Beyond The Bars radio
Beyond the Bars has been broadcasting every year during the NAIDOC Week, for the last 18 years, bringing out the voices of incarcerated Indigenous people. Source: 3CR Community Radio
He says the coronavirus restrictions are causing him immense emotional distress, as he can’t see his children, Arila and Leroy.

“My son is nine, and my daughter is just about to turn two next month who haven’t been able to visit due to the lockdown in Victoria. It’s devastating, you know. It really gets to me; I would love to be able to see my kids you know,” he says.

Mr Edwards has been bringing out the voices of incarcerated Indigenous people and telling their stories for nearly two decades now.

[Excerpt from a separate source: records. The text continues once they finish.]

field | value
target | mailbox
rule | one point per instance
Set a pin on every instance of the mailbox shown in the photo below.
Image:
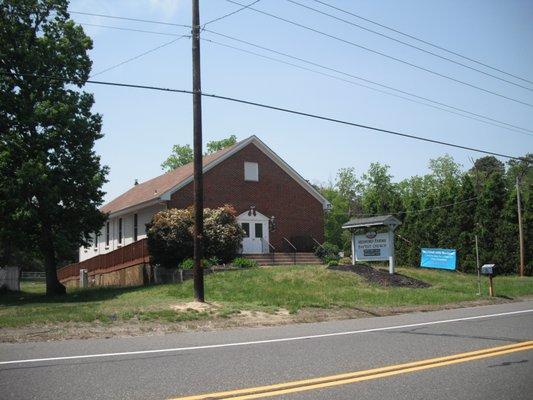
(488, 269)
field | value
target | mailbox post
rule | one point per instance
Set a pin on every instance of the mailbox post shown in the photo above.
(489, 270)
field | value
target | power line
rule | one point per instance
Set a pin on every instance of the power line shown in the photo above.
(349, 42)
(408, 44)
(508, 126)
(231, 13)
(516, 128)
(421, 210)
(139, 55)
(271, 107)
(359, 84)
(119, 28)
(422, 40)
(129, 19)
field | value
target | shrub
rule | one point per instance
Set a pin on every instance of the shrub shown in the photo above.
(329, 259)
(212, 261)
(222, 233)
(345, 261)
(170, 239)
(170, 236)
(327, 250)
(241, 262)
(188, 263)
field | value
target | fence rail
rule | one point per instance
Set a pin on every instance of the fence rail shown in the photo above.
(123, 257)
(33, 275)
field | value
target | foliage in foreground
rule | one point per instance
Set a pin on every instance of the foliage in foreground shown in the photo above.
(170, 235)
(50, 176)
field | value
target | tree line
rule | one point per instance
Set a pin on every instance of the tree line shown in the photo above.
(446, 208)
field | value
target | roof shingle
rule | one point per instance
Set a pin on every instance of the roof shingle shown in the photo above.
(154, 188)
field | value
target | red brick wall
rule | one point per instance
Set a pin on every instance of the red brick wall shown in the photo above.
(297, 212)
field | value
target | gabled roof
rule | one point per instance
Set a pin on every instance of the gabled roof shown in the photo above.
(372, 221)
(160, 188)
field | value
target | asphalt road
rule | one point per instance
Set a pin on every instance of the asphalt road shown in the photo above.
(170, 366)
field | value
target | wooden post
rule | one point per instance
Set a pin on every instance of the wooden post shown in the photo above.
(520, 228)
(198, 272)
(391, 250)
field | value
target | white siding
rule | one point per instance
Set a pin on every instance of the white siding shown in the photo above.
(143, 217)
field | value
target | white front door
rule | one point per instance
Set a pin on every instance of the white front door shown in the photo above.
(255, 228)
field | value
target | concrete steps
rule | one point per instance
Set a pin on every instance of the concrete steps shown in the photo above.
(284, 258)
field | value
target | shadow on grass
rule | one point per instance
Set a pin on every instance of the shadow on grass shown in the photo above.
(72, 296)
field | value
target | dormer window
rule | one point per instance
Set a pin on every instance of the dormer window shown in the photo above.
(251, 171)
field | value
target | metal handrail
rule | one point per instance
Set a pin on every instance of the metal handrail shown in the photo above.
(295, 250)
(271, 246)
(273, 250)
(287, 240)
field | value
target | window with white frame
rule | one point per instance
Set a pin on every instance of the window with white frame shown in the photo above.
(251, 171)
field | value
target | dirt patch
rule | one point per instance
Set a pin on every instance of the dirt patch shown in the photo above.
(381, 276)
(196, 306)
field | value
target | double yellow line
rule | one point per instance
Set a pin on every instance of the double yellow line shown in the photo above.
(352, 377)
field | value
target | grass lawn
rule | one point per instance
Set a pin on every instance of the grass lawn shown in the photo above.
(263, 289)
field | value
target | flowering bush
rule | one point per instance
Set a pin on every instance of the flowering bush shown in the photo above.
(170, 235)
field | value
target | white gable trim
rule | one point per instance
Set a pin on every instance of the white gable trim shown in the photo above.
(273, 156)
(137, 207)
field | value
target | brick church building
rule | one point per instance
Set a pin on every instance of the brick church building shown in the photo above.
(277, 208)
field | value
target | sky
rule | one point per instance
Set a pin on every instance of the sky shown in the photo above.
(140, 126)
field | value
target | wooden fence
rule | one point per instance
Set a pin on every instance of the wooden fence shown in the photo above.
(123, 257)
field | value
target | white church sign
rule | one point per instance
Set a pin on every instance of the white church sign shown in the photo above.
(372, 246)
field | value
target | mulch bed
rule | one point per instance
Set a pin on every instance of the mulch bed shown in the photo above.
(381, 276)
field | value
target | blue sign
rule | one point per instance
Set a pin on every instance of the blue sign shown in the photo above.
(438, 258)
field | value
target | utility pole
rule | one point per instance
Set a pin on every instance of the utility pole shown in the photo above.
(198, 272)
(478, 269)
(520, 228)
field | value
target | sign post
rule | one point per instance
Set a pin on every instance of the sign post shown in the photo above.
(391, 251)
(372, 246)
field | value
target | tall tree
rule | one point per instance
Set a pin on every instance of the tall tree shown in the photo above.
(216, 145)
(48, 167)
(180, 156)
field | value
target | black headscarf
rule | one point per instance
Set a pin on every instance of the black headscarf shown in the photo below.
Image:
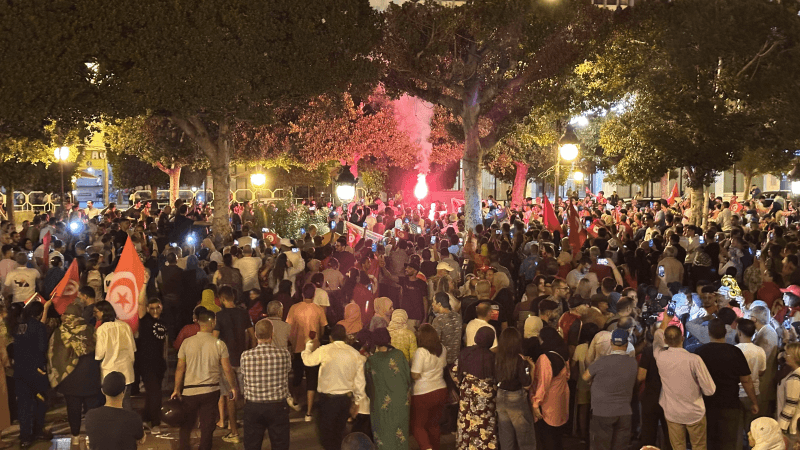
(478, 360)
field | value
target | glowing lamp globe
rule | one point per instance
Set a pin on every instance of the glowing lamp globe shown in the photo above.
(258, 179)
(421, 189)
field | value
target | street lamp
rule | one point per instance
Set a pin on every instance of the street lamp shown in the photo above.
(345, 184)
(61, 154)
(567, 150)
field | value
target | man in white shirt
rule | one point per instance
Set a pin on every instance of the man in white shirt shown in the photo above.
(8, 263)
(483, 313)
(21, 282)
(341, 384)
(248, 265)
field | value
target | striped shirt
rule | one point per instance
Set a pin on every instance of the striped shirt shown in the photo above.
(265, 371)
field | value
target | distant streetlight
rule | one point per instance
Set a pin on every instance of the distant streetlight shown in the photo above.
(258, 179)
(346, 184)
(567, 150)
(61, 154)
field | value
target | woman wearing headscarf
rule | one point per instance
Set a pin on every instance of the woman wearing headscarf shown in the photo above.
(474, 373)
(73, 371)
(352, 319)
(383, 313)
(549, 392)
(388, 383)
(403, 338)
(765, 434)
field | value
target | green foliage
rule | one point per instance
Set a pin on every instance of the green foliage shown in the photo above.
(724, 83)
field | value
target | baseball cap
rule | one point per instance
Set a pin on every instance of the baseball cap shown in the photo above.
(619, 337)
(444, 266)
(113, 384)
(793, 289)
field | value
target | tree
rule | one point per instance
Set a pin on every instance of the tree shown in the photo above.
(477, 60)
(155, 140)
(209, 66)
(700, 96)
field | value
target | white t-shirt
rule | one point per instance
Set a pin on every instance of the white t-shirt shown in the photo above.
(756, 360)
(431, 370)
(22, 281)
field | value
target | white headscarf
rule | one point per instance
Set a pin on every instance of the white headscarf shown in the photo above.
(767, 434)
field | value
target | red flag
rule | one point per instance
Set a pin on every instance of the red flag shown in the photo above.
(675, 194)
(353, 234)
(67, 290)
(577, 235)
(550, 220)
(127, 282)
(46, 246)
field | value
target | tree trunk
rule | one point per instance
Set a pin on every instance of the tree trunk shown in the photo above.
(748, 181)
(473, 159)
(698, 201)
(10, 203)
(520, 183)
(174, 174)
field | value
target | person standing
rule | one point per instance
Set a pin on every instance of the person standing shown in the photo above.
(613, 377)
(341, 384)
(430, 390)
(30, 379)
(684, 381)
(73, 370)
(304, 319)
(202, 359)
(115, 346)
(235, 329)
(112, 426)
(388, 380)
(150, 358)
(265, 384)
(474, 373)
(514, 417)
(728, 367)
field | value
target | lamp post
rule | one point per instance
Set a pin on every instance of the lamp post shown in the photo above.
(61, 154)
(345, 184)
(567, 150)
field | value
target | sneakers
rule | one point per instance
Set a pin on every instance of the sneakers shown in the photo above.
(292, 404)
(232, 438)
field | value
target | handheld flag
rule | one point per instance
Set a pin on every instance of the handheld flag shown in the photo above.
(550, 220)
(126, 284)
(67, 289)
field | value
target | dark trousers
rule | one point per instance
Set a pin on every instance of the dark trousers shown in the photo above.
(270, 417)
(204, 406)
(77, 406)
(333, 413)
(152, 397)
(652, 413)
(610, 433)
(723, 427)
(549, 436)
(30, 411)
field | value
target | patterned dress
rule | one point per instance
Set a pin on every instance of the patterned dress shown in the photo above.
(388, 385)
(477, 421)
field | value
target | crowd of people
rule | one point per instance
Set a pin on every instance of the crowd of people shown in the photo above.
(629, 325)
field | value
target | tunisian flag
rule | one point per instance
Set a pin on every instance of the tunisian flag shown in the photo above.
(126, 283)
(675, 194)
(67, 290)
(550, 220)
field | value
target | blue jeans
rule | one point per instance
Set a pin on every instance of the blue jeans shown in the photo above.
(515, 420)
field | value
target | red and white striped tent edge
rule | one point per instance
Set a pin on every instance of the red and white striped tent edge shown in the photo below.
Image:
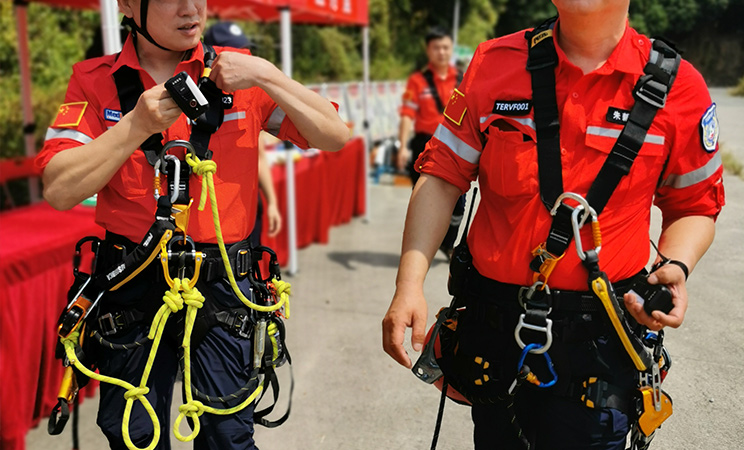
(323, 12)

“NAIDOC week is obviously a special time for blackfullas around the country, and just because they are locked up, it isn’t right that they don’t have the right to celebrate; so it’s a special time even though they are behind bars,” he tells NITV Radio.
The 3CR radio project, Beyond the Bars, conducts a series of radio production workshops which then lead up to national NAIDOC week radio show broadcasts.  Indigenous men and women get a chance to have their voices heard from inside the prison on the show, telling the listeners on the outside about important issues, such as justice for Indigenous people but also culture, family, connection to country and language. Personal and heart-wrenching stories are shared through conversations, spoken word, poetry and music.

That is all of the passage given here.